South Korea stands firm against North's 'adventurism'

South Korean President Lee Myung-bak, 3 January 2011 President Lee talked tough but said the door to talks remained open with the North

South Korean President Lee Myung-bak has said the door is open to new dialogue with North Korea.

However, the North should abandon its "military adventurism" first, he said.

Seoul would respond strongly to any threat against "an inch of our territory", he said, but with sincerity, progress could be made.

Mr Lee's New Year's speech on Monday came two days after Pyongyang delivered a mixed message of openness to talks and increased military posture.

The US envoy responsible for policy toward North Korea, Stephen Bosworth, is scheduled to visit Seoul on Tuesday before going on to China and Japan.

The US envoy for nuclear talks with the North, Sung Kim, will accompany him to Seoul and Beijing.

'Stern responses'

The past year has been tense on the Korean peninsula, with the alleged torpedoing of a South Korean warship by the North in March, and the North's shelling of the South Korean island of Yeonpyeong.

That attack on 23 November, the first on a civilian area since the 1950-53 Korean War, was a defining moment for South Korea, said Mr Lee.

South Korean military exercise South Korea has carried out a number of military exercises recently

"The situation before and after the provocation against Yeonpyeong Island cannot be the same," Mr Lee said.

"Any provocation that would pose a threat to our lives and property will not be tolerated. Such provocations will be met with stern, strong responses.

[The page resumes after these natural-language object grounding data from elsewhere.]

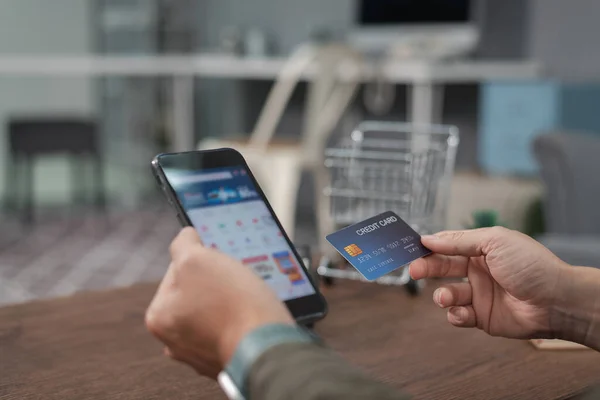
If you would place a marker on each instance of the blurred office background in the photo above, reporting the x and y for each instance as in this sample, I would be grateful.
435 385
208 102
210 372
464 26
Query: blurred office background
90 90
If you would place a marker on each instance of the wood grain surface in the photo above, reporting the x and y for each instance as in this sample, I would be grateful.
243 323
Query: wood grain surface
95 346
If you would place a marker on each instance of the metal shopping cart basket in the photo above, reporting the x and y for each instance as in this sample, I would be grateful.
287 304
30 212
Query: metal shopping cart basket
388 166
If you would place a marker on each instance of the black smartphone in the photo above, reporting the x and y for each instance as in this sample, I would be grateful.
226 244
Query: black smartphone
215 192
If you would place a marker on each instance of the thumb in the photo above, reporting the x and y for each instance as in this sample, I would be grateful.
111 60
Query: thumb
468 243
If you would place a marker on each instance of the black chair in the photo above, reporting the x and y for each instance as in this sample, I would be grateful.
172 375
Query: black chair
30 138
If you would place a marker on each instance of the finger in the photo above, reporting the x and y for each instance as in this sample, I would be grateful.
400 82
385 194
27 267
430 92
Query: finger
469 243
187 238
453 294
462 317
439 266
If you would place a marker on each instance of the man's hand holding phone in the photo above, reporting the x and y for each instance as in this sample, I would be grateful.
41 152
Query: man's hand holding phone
206 303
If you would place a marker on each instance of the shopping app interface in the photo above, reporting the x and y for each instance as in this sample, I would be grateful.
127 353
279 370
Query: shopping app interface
230 216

"The shelling of Yeonpyeong Island also served as an opportunity for us to reflect on our security readiness and overhaul our defence posture.

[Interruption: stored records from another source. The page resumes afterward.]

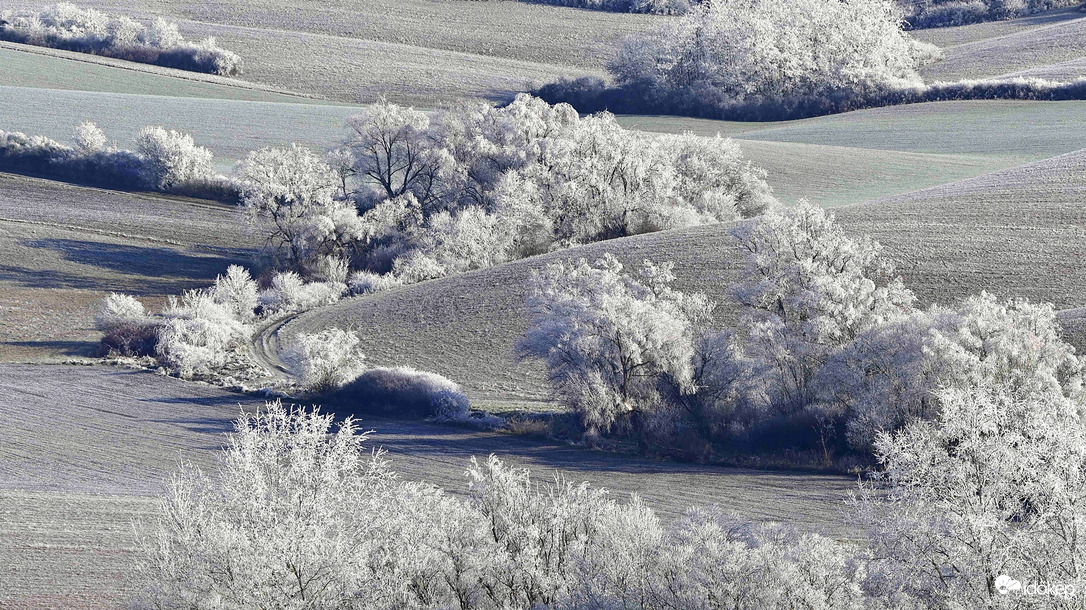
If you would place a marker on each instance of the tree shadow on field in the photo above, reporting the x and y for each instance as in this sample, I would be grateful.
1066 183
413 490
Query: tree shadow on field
426 440
138 261
201 424
62 347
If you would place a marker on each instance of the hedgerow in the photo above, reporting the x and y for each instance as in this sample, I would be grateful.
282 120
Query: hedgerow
86 30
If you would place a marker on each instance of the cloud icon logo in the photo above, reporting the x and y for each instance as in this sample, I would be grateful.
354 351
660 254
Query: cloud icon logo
1006 584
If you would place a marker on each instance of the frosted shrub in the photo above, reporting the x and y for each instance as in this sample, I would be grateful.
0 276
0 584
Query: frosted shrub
172 159
120 310
238 292
128 329
90 138
365 282
325 360
167 161
539 532
744 51
199 334
332 269
87 30
405 392
292 517
607 337
289 292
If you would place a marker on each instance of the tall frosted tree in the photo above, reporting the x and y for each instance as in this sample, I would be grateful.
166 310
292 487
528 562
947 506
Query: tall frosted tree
607 337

"There cannot be any delay in establishing security measures," he said.

Four South Koreans were killed, including civilians, and the damage to ordinary people's homes drove home the reality of the threat behind the regular exchanges of words between North and South.

Mr Lee had been criticised for responding weakly to the shelling, but he has since replaced the defence minister, and overseen huge new military exercises with the United States.

After months of refusing to countenance any talks until the North apologised for March's warship incident - in which 46 South Korean sailors died - Mr Lee first hinted at a possibility of talks six days ago.

"If the North exhibits sincerity, we have both the will and the plan to drastically enhance economic cooperation together with the international community," he said in his latest speech.

"The North must come to the realisation that nothing can be gained through military adventurism.... Nuclear weapons and military adventurism must be discarded."

"I remind the North that the path to peace is still open. The door for dialogue is still open," he added.

The two Koreas remain technically at war, since no peace treaty was signed after the 1950-53 Korean conflict.

The six-party talks which involved aid for North Korea in return for progress in dismantling its nuclear programme, fell apart in April 2009 after the US and South Korea criticised a North Korean nuclear test.